In 1727 King George I died, and George II took over the throne. His wife, Queen Caroline, was sympathetic to the rescue of foundlings even to the extent of writing a pamphlet on the Hospital for Foundlings in Paris, published after her death. Coram decided to enlist the support of noble and fashionable ladies after discovering the important role of women in the Paris hospital.
In 1735, he presented his first petition for a foundling hospital to King George II. It was signed by 21 prominent women from aristocratic families (known as the ’21 Ladies of Quality and Distinction’). Their names not only lent respectability to his project but made Coram’s cause ‘one of the most fashionable charities of the day.’

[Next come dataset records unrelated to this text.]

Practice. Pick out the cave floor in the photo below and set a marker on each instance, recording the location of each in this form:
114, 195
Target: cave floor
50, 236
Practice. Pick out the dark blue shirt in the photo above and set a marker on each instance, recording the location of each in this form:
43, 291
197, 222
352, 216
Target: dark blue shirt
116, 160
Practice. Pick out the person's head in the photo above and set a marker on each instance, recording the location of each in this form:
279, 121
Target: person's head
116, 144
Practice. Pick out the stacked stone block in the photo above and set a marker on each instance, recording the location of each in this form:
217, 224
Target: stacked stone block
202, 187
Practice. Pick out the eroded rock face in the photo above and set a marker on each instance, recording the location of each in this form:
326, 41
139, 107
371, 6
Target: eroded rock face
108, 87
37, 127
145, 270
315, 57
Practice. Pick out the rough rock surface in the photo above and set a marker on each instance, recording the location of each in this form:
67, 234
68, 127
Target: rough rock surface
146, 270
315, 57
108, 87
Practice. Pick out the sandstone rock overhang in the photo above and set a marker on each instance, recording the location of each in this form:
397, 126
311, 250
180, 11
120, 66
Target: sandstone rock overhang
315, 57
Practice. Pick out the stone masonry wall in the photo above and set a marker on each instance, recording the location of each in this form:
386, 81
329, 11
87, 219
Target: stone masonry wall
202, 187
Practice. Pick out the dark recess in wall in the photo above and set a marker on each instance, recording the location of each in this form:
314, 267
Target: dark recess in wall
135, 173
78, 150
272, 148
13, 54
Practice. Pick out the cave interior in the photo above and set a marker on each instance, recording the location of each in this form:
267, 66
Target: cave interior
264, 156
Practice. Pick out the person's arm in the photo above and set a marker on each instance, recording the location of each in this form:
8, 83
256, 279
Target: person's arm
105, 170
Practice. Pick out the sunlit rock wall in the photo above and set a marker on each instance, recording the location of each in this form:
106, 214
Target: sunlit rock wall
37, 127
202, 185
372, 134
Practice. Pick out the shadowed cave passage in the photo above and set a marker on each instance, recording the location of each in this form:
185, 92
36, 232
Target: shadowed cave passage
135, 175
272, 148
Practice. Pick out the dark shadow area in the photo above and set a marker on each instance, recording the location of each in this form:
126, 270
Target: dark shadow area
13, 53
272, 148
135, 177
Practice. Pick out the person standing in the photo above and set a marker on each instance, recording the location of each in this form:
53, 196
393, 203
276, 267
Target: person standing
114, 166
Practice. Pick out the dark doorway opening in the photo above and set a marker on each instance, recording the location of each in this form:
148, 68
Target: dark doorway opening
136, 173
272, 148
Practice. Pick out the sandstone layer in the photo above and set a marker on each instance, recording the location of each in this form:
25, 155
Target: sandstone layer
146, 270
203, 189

In 1737, there were two further petitions, with male signatories from the nobility, professional classes, gentry, and judiciary. Then in 1739, The Royal Foundling Charter, signed by King George II, was presented by Coram in November at a distinguished gathering at ‘Old’ Somerset House to the Duke of Bedford. It contained the aims and rules of the hospital and the long list of founding Governors and Guardians: this included 17 dukes, 29 earls, 6 viscounts, 20 barons, 20 baronets, 7 Privy Councillors, the Lord Mayor and 8 aldermen of the City of London.
After 17 years of relentless campaigning, being granted a Royal Charter allowed Coram to open ‘A Hospital for the Maintenance and Education of Exposed and Deserted Young Children.’ This Foundling Hospital would care for and educate some of London’s most vulnerable citizens. By this time, Thomas Coram was 70 years old.
Temporary Location
Coram obtained a lease on a house in Hatton Garden that could take 30 children. On 25 March 1741, the first children were admitted to the institution’s temporary home. John Bowles was one of those 30 children, although then he was only known as child number five.
Mothers who had no way to support their children handed over their newborn babies to the Hospital, hoping to give them a better start in life. The house was full by midnight.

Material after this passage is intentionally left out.